Database of agreements
The EAC will take stock of all existing agreements that were concluded by partner states in order to create a database.
The ministers approved the remission of duty on goods manufactured for export subject to conditions specified in Articles 25 and 27 of the Protocol Establishing the EAC Customs Union.
Others who attended the meeting include central bank governors and their permanent secretaries as well as senior officials from all partner states.
The ministers said there was a need to fasttrack the establishment of the EAC Development Fund through the East African Development Bank, which would cater for infrastructure development among other projects.
The ministers also granted the request by Kenya for the extension of remission of duty on malt to apply an import duty rate of 0 per cent instead of 10 per cent and barley at the rate of 10 per cent instead of 25 per cent, until June 30, 2010.
Additionally, the ministers approved the exemption of taxation on spare parts for machinery imported by licensed mining companies.
They also granted remission of import duty on treads for cold retreading to apply at zero per cent instead of 10 per cent.
Meanwhile, an East African Public Service Commission to oversee management and deployment of human resources in the East African Community and its organs and institutions is to be formed.
Monique Mukaruliza, the chairperson of the East African Council of Ministers said EAC ministers would examine a proposal to form the body, which, if successful, would mollify Eala legislators who have criticised how EAC staff members were recruited and deployed.

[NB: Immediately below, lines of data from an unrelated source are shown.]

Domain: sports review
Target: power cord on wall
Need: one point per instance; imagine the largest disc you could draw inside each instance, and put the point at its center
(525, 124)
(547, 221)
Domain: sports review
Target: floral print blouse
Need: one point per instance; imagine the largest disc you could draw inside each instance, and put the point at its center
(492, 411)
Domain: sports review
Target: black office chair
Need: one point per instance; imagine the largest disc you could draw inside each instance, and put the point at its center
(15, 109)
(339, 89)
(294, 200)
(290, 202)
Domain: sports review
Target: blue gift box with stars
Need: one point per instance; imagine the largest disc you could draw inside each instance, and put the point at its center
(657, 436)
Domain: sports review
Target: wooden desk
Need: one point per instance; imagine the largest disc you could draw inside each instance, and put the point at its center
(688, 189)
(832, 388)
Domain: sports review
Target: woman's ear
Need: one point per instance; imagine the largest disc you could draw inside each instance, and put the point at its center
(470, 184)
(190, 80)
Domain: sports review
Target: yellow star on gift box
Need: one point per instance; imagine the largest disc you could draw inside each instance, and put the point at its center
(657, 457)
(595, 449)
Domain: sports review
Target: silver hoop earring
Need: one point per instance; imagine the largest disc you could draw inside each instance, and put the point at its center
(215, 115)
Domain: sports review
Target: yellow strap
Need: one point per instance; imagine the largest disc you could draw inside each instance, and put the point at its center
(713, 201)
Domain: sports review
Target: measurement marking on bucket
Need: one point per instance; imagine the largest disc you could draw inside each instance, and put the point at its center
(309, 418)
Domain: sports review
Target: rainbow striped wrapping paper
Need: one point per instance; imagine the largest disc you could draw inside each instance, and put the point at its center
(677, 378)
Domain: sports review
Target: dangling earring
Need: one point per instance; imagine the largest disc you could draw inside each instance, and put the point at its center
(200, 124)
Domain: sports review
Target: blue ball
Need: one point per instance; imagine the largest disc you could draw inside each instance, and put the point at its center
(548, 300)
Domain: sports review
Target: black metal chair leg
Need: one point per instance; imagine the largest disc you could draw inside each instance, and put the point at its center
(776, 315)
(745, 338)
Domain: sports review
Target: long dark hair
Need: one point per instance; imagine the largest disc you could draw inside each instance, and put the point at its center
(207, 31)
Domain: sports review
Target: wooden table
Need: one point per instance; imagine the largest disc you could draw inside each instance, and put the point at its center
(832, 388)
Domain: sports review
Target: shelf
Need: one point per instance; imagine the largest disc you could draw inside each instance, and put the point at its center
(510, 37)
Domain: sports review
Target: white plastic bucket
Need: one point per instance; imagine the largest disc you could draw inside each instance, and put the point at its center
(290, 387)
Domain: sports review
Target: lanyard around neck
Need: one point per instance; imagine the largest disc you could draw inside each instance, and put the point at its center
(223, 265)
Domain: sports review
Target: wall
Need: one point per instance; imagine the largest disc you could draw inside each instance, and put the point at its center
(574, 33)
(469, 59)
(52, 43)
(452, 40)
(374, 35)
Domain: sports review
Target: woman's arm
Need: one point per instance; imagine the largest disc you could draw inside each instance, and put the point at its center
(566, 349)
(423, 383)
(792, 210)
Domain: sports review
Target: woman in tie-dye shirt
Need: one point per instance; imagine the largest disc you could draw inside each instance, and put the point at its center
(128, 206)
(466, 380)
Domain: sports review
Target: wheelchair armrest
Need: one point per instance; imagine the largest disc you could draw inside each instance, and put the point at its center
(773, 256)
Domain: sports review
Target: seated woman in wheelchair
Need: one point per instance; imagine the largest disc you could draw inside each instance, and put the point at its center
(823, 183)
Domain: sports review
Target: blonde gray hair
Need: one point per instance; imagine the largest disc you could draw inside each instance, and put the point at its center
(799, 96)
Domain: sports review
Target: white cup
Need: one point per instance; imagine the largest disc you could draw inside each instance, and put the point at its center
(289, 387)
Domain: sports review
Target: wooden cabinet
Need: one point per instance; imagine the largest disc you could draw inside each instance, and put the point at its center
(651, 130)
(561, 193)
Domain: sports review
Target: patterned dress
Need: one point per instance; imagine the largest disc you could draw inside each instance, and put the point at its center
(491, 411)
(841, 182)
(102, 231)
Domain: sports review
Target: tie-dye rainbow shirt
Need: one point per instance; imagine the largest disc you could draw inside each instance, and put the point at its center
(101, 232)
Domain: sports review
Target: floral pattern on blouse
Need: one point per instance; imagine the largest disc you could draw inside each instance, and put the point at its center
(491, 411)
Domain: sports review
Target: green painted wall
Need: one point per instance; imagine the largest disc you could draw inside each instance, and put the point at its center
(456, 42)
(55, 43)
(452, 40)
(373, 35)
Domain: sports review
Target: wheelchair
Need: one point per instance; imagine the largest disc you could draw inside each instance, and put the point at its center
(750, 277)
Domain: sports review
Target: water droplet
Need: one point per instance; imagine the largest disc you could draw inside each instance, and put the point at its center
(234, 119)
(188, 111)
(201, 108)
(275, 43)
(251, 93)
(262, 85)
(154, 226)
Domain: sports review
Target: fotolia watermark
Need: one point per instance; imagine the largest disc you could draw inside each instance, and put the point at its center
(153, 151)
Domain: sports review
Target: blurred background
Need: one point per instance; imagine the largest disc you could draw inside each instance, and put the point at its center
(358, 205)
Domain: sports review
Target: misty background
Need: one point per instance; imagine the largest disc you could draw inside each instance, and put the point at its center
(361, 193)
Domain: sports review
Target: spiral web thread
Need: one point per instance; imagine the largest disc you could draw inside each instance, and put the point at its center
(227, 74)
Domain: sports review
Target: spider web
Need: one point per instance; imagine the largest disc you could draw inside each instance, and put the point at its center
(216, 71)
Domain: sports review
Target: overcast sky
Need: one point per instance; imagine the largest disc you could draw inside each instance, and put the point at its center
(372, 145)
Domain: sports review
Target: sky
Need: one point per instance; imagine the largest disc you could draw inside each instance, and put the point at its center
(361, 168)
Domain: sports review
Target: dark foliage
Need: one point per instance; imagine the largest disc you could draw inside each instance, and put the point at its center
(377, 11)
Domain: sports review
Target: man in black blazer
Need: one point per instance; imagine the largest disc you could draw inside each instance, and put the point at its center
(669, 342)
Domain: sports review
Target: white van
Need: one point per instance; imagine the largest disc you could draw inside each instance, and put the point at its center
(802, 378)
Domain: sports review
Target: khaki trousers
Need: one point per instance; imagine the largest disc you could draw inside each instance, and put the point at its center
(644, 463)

Some Eala MPs have questioned whether the community workers were bona fide employees of the regional body or accountable to their respective countries.
Dr Eriya Kategaya, the Uganda Minister for EAC Affairs and Uganda’s first Deputy Prime Minister, said professionals employed by the regional organisation should be made to understand that they were in Arusha more to serve the EAC than their home countries.
Mr Kategaya said the Council of Ministers had also been under pressure to get involved in the recruitment of people into the regional organ, a task he suggested should be handled by the proposed EA Public Service Commission.
A report for EAC Audited Accounts for the year ended June, 2008 notes that the regional body does not have a human resources management policy.
The policy would have given proper guidelines on the recruitment process, rewarding, staff rotation, promotion and other procedures intended to motivate workers.